GPT Group (GPT): the ownership and management of commercial property — retail, office and logistics— currently accounts for 94% of group earnings with the balance derived from property development and funds management.
Lendlease Group (LLC): an international property and infrastructure group with operations in Australia, Asia, Europe, and the Americas. Its core lines of business are developing, constructing, owning and co-investing in property and infrastructure assets.
The international markets offer substantial growth opportunities, especially in the field of urban regeneration — the group’s urbanisation pipeline end value is currently around A$40 billion around the world.
Link Administration Holdings (LNK): the largest outsourced administration services provider for the growing superannuation funds industry in Australia; a provider of outsourced administration and transfer agency services to UK asset managers; as well as providing shareholder management, share registry and other services to companies in Australia, the UK and some other European countries.
The group is well placed to benefit from further administration outsourcing and industry consolidation given the significant scale and strategic benefits.
Orora (ORA): a manufacturer and distributor of fibre, metal and glass packaging operating within Australasia (67% of group earnings) and North America (33% of group earnings), which also includes the growing point of purchase retail display solutions business across the USA.
Star Entertainment Group (SGR): owns and operates three casinos in Australia—The Star Sydney, The Star Gold Coast and Treasury Brisbane.

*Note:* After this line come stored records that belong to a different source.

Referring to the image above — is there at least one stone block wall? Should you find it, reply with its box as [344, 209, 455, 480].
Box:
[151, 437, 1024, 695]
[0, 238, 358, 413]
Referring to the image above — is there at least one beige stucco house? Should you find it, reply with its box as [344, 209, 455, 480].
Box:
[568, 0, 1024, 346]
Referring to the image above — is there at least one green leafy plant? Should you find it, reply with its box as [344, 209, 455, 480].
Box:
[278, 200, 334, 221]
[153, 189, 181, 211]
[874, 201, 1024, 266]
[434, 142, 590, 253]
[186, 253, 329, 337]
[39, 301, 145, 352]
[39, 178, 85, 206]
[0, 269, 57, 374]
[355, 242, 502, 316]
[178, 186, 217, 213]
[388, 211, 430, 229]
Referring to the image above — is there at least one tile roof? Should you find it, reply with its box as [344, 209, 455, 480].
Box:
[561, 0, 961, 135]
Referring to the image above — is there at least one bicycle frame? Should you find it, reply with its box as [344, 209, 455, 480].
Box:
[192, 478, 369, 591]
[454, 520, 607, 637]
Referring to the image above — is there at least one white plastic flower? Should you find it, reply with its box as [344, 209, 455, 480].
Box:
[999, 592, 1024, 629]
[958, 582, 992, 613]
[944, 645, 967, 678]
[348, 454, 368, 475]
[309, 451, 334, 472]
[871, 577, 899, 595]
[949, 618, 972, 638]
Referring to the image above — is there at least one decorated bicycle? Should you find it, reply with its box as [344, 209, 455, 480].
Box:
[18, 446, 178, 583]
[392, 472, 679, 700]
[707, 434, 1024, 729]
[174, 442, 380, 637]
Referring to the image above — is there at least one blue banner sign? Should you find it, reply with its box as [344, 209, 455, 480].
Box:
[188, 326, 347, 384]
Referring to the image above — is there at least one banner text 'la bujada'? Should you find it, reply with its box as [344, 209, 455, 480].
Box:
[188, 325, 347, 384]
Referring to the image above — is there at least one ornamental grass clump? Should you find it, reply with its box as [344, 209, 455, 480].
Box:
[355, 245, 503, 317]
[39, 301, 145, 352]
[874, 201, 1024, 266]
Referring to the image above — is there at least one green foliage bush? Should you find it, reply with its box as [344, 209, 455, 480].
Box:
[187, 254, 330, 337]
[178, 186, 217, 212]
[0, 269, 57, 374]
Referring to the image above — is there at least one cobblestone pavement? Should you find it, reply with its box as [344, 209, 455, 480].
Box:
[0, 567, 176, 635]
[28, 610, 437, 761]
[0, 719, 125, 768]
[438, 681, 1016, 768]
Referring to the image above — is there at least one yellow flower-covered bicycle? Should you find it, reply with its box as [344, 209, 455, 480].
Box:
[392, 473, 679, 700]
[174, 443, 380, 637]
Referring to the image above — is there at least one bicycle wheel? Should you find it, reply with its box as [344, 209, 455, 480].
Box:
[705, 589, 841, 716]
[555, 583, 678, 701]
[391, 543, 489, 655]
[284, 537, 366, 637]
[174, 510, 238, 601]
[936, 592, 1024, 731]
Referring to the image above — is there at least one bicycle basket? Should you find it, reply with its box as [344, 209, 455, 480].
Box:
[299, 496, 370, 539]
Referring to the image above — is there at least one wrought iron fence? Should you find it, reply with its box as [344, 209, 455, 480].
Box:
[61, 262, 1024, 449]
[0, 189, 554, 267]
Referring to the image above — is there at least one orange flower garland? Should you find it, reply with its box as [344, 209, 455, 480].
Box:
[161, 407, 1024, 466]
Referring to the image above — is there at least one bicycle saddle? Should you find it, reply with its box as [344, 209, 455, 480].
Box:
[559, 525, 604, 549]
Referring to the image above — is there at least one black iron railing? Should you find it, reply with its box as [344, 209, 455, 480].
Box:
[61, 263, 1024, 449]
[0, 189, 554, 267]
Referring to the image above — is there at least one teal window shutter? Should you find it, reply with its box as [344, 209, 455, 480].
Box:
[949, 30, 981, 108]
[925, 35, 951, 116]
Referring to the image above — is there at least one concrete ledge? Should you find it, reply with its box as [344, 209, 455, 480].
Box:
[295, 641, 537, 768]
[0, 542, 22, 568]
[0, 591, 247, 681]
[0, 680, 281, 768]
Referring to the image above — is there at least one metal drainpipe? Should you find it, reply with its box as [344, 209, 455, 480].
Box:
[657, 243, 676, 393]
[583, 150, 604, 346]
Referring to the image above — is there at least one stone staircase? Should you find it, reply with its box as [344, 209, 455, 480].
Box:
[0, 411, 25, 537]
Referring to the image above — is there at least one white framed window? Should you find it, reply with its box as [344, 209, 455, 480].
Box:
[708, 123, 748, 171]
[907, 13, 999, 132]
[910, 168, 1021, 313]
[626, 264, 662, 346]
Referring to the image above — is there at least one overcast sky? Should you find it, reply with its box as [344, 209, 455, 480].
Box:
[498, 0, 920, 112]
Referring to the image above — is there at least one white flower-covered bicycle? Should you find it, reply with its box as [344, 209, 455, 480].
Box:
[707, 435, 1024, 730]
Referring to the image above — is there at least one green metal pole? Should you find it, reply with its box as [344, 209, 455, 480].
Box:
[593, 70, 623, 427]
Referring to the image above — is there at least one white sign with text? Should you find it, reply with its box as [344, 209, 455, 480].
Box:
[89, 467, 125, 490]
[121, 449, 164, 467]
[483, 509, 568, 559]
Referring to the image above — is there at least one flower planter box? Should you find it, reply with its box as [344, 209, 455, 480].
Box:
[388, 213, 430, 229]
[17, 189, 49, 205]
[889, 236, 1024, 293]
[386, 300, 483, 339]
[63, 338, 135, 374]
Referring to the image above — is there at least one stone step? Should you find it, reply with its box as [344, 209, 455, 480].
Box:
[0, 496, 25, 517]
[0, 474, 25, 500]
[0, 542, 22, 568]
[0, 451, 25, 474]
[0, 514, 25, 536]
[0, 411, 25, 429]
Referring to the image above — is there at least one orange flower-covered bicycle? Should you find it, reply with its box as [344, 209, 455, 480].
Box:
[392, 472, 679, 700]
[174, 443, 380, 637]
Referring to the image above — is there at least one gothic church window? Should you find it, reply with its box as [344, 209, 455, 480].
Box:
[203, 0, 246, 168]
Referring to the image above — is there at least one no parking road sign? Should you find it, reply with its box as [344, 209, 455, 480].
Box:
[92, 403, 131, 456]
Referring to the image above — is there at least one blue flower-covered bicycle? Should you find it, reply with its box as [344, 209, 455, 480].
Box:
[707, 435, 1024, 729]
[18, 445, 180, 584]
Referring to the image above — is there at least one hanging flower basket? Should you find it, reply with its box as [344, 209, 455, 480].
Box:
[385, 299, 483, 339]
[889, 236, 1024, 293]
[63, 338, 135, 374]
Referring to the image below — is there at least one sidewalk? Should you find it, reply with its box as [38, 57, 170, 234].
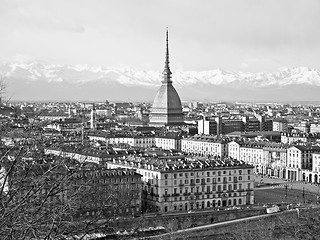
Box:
[255, 175, 320, 194]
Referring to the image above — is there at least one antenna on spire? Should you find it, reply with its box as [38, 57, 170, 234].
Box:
[166, 27, 169, 67]
[162, 27, 172, 83]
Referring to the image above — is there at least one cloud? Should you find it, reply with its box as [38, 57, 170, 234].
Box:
[240, 63, 249, 68]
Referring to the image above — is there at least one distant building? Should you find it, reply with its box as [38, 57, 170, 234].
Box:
[286, 144, 320, 181]
[108, 157, 254, 212]
[149, 31, 184, 127]
[154, 136, 181, 151]
[310, 123, 320, 133]
[272, 119, 288, 132]
[198, 118, 220, 135]
[181, 135, 228, 157]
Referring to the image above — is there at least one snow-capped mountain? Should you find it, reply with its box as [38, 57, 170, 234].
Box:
[0, 62, 320, 101]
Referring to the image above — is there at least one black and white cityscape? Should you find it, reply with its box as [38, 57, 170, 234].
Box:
[0, 0, 320, 240]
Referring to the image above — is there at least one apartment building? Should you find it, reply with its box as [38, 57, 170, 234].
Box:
[181, 135, 228, 157]
[154, 136, 181, 151]
[286, 144, 320, 181]
[88, 132, 155, 148]
[108, 157, 254, 212]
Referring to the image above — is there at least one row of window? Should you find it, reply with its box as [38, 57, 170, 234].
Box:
[168, 169, 251, 179]
[164, 183, 252, 195]
[164, 175, 251, 186]
[164, 198, 243, 212]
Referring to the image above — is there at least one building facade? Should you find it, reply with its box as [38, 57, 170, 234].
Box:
[108, 157, 254, 212]
[149, 31, 184, 127]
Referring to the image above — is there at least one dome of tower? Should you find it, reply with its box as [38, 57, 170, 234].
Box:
[152, 84, 182, 110]
[149, 30, 184, 126]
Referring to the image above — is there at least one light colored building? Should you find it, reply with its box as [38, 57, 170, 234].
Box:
[108, 157, 254, 212]
[286, 144, 320, 181]
[228, 141, 240, 159]
[310, 123, 320, 133]
[198, 119, 219, 135]
[181, 135, 228, 157]
[272, 119, 288, 132]
[228, 141, 288, 178]
[154, 136, 181, 151]
[88, 132, 155, 148]
[239, 141, 265, 174]
[281, 133, 308, 144]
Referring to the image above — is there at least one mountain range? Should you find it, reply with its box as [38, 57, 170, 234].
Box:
[0, 62, 320, 102]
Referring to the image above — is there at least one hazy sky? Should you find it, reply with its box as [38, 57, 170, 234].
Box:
[0, 0, 320, 72]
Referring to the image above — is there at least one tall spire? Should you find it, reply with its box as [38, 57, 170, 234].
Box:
[162, 28, 172, 83]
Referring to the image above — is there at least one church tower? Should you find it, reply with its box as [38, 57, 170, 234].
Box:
[149, 29, 184, 127]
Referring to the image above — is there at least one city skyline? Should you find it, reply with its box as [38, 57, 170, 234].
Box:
[0, 0, 320, 72]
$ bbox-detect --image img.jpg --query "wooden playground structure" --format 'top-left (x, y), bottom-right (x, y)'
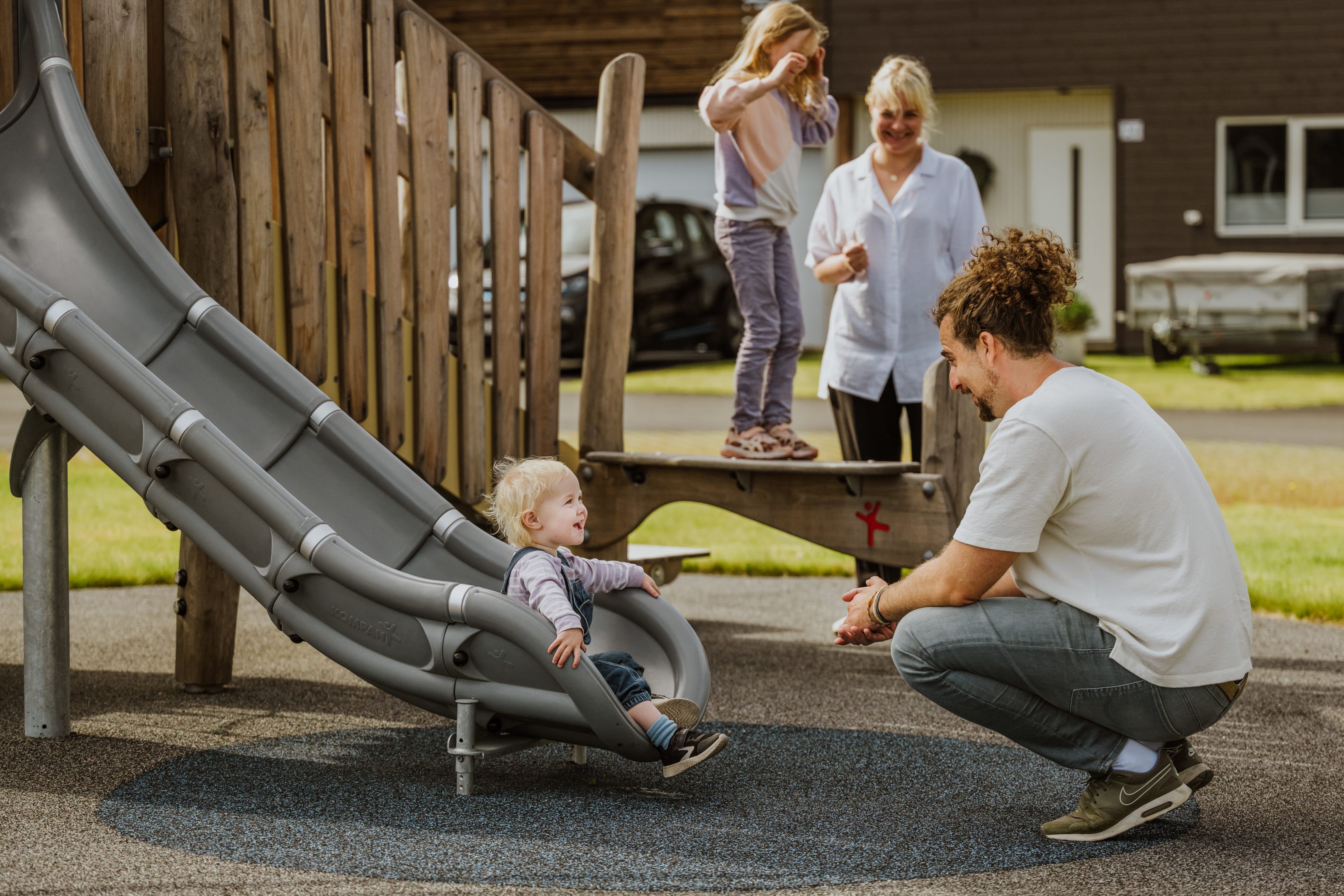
top-left (0, 0), bottom-right (984, 691)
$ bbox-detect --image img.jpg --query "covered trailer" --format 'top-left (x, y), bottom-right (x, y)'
top-left (1125, 253), bottom-right (1344, 363)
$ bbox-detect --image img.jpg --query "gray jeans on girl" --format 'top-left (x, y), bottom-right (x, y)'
top-left (713, 218), bottom-right (802, 433)
top-left (891, 598), bottom-right (1232, 775)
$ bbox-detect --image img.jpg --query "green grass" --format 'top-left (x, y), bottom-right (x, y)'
top-left (562, 352), bottom-right (1344, 411)
top-left (0, 451), bottom-right (178, 591)
top-left (0, 434), bottom-right (1344, 622)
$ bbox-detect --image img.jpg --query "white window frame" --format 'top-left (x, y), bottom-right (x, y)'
top-left (1214, 116), bottom-right (1344, 236)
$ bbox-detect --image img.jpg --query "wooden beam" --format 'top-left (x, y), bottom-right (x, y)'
top-left (83, 0), bottom-right (149, 187)
top-left (401, 12), bottom-right (457, 492)
top-left (271, 0), bottom-right (326, 383)
top-left (368, 0), bottom-right (409, 451)
top-left (328, 0), bottom-right (368, 421)
top-left (579, 54), bottom-right (644, 455)
top-left (229, 0), bottom-right (275, 348)
top-left (453, 52), bottom-right (489, 504)
top-left (578, 458), bottom-right (957, 567)
top-left (487, 80), bottom-right (523, 461)
top-left (920, 359), bottom-right (985, 521)
top-left (524, 110), bottom-right (565, 457)
top-left (164, 0), bottom-right (238, 692)
top-left (392, 0), bottom-right (598, 199)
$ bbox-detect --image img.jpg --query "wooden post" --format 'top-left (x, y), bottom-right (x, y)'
top-left (488, 80), bottom-right (523, 461)
top-left (401, 12), bottom-right (457, 484)
top-left (83, 0), bottom-right (149, 187)
top-left (919, 359), bottom-right (985, 521)
top-left (328, 0), bottom-right (368, 421)
top-left (164, 0), bottom-right (238, 693)
top-left (368, 0), bottom-right (406, 451)
top-left (524, 112), bottom-right (565, 457)
top-left (229, 0), bottom-right (277, 348)
top-left (579, 52), bottom-right (644, 457)
top-left (270, 0), bottom-right (326, 383)
top-left (453, 52), bottom-right (489, 504)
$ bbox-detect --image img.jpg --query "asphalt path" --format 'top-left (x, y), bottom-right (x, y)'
top-left (0, 574), bottom-right (1344, 896)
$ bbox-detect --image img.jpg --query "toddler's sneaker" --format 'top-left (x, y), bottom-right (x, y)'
top-left (661, 728), bottom-right (728, 778)
top-left (770, 423), bottom-right (818, 461)
top-left (719, 426), bottom-right (793, 461)
top-left (653, 694), bottom-right (700, 728)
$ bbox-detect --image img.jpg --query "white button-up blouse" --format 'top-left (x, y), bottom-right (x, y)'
top-left (806, 145), bottom-right (985, 403)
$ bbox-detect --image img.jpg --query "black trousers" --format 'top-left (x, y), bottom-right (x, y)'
top-left (830, 376), bottom-right (923, 586)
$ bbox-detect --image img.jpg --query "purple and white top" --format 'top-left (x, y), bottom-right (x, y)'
top-left (508, 548), bottom-right (644, 633)
top-left (700, 73), bottom-right (840, 227)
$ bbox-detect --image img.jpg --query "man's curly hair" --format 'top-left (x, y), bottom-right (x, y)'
top-left (933, 227), bottom-right (1078, 357)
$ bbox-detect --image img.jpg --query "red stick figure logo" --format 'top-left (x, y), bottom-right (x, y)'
top-left (853, 501), bottom-right (891, 548)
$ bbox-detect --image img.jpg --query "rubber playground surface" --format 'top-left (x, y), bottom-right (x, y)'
top-left (0, 575), bottom-right (1344, 894)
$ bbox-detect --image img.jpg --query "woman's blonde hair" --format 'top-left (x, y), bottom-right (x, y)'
top-left (710, 0), bottom-right (830, 113)
top-left (863, 56), bottom-right (938, 130)
top-left (485, 457), bottom-right (570, 548)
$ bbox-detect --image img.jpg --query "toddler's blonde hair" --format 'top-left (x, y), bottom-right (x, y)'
top-left (863, 56), bottom-right (938, 130)
top-left (710, 0), bottom-right (830, 114)
top-left (485, 457), bottom-right (570, 548)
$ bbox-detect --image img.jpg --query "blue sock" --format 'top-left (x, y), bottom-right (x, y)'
top-left (648, 716), bottom-right (676, 750)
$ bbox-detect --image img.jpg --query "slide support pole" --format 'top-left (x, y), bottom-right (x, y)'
top-left (23, 429), bottom-right (70, 738)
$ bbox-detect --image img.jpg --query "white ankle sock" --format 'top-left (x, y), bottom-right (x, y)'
top-left (1110, 740), bottom-right (1157, 774)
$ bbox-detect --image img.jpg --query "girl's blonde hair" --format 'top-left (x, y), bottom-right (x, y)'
top-left (710, 0), bottom-right (830, 113)
top-left (863, 56), bottom-right (938, 130)
top-left (485, 457), bottom-right (570, 548)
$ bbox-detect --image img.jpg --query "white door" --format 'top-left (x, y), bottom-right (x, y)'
top-left (1027, 128), bottom-right (1115, 343)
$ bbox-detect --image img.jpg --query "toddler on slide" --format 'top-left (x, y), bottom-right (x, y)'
top-left (487, 458), bottom-right (728, 778)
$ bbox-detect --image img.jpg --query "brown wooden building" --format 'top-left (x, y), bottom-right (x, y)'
top-left (426, 0), bottom-right (1344, 349)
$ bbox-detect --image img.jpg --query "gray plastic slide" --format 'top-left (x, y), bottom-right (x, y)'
top-left (0, 0), bottom-right (710, 760)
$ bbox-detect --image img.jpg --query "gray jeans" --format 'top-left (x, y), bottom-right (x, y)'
top-left (891, 598), bottom-right (1231, 775)
top-left (713, 218), bottom-right (802, 433)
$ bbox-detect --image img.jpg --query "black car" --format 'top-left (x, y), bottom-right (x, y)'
top-left (449, 200), bottom-right (742, 367)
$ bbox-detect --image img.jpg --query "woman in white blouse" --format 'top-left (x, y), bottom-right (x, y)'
top-left (806, 56), bottom-right (985, 584)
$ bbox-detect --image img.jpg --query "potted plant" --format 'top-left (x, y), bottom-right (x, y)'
top-left (1055, 292), bottom-right (1097, 365)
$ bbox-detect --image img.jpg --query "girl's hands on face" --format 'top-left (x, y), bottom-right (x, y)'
top-left (545, 629), bottom-right (587, 669)
top-left (808, 47), bottom-right (827, 80)
top-left (766, 52), bottom-right (808, 87)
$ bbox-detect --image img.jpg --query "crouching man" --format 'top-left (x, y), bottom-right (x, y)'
top-left (836, 229), bottom-right (1251, 841)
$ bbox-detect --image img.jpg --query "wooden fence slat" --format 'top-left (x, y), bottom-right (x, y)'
top-left (526, 110), bottom-right (565, 457)
top-left (488, 80), bottom-right (523, 461)
top-left (229, 0), bottom-right (275, 348)
top-left (401, 13), bottom-right (457, 492)
top-left (453, 52), bottom-right (489, 504)
top-left (83, 0), bottom-right (149, 187)
top-left (329, 0), bottom-right (368, 421)
top-left (368, 0), bottom-right (407, 451)
top-left (270, 0), bottom-right (326, 383)
top-left (579, 54), bottom-right (644, 457)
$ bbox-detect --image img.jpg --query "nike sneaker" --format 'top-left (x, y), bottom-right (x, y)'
top-left (661, 728), bottom-right (728, 778)
top-left (653, 694), bottom-right (700, 728)
top-left (1163, 739), bottom-right (1214, 793)
top-left (1040, 750), bottom-right (1189, 841)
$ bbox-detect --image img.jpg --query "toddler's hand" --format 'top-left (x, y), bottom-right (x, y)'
top-left (545, 629), bottom-right (587, 669)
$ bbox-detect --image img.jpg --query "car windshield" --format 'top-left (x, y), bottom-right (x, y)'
top-left (560, 203), bottom-right (593, 255)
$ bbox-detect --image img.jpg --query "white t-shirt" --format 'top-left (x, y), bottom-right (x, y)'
top-left (954, 367), bottom-right (1251, 688)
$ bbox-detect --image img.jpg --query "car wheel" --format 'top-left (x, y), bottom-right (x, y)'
top-left (719, 293), bottom-right (746, 357)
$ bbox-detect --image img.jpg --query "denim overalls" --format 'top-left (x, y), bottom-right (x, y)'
top-left (500, 548), bottom-right (650, 709)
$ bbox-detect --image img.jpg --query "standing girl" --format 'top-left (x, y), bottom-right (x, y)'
top-left (700, 0), bottom-right (839, 460)
top-left (806, 56), bottom-right (985, 586)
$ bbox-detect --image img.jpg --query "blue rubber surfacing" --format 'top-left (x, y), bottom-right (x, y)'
top-left (98, 724), bottom-right (1199, 891)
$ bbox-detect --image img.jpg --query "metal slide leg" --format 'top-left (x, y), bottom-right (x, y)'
top-left (448, 699), bottom-right (484, 796)
top-left (23, 429), bottom-right (70, 738)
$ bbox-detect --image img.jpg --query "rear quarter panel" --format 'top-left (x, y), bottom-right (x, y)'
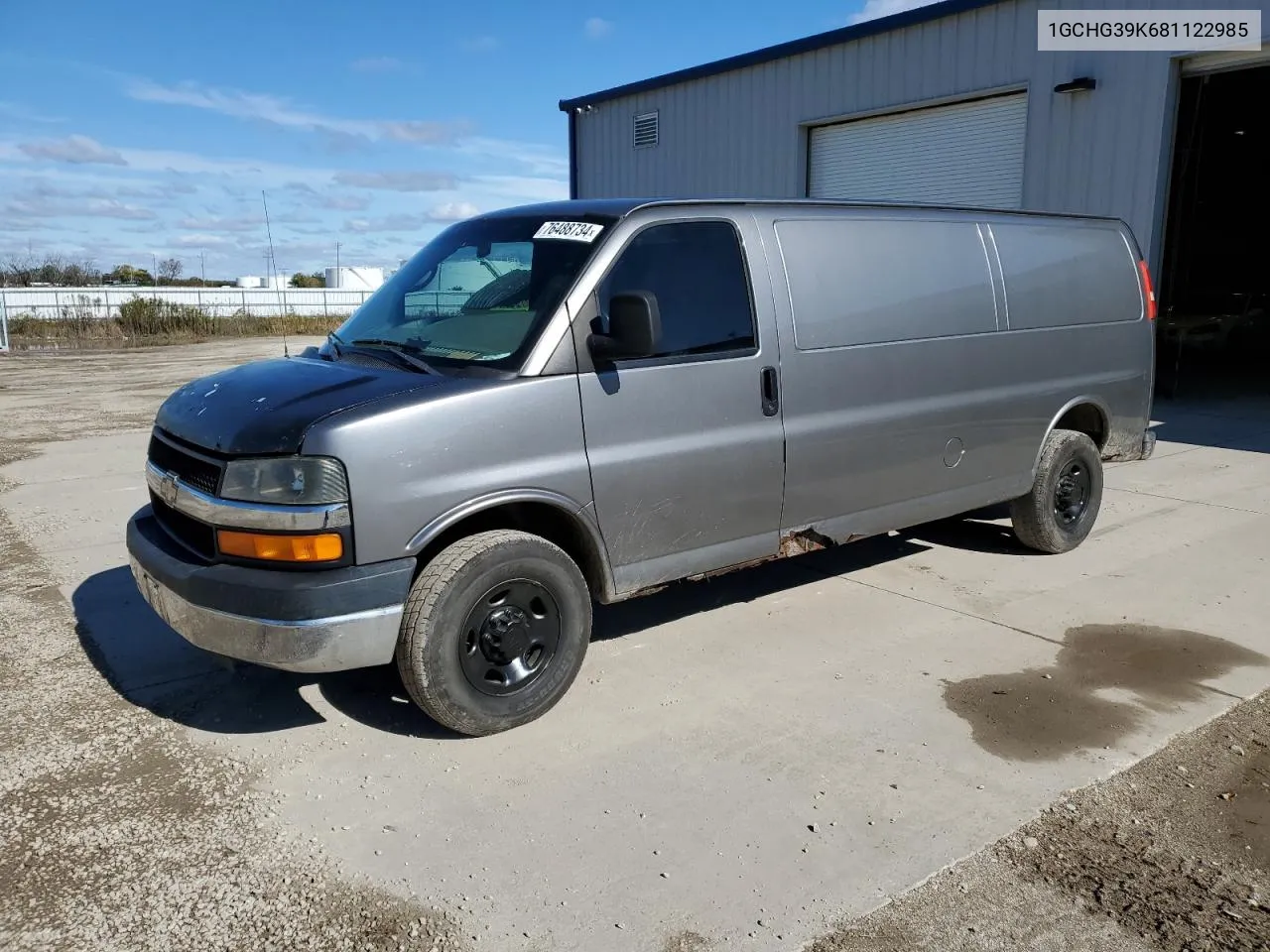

The group’s positive outlook is underpinned by the current and planned refurbishment and expansion across The Star Sydney and The Star Gold Coast. The new Queen’s Wharf Brisbane integrated resort development is expected to complete excavation in calendar 2019 and open in 2022.
Spark Infrastructure (SKI): the group has a 49% interest in two electricity distribution businesses in Victoria (CitiPower and Powercor); a 49% interest in the electricity distribution business in South Australia (SA Power Networks); and a 15.01% interest in the electricity transmission business in New South Wales (TransGrid).
The group has significant growth opportunities in the new energy landscape, which encompasses a wide and changing matrix of generators including renewable energy, storage points, and end users.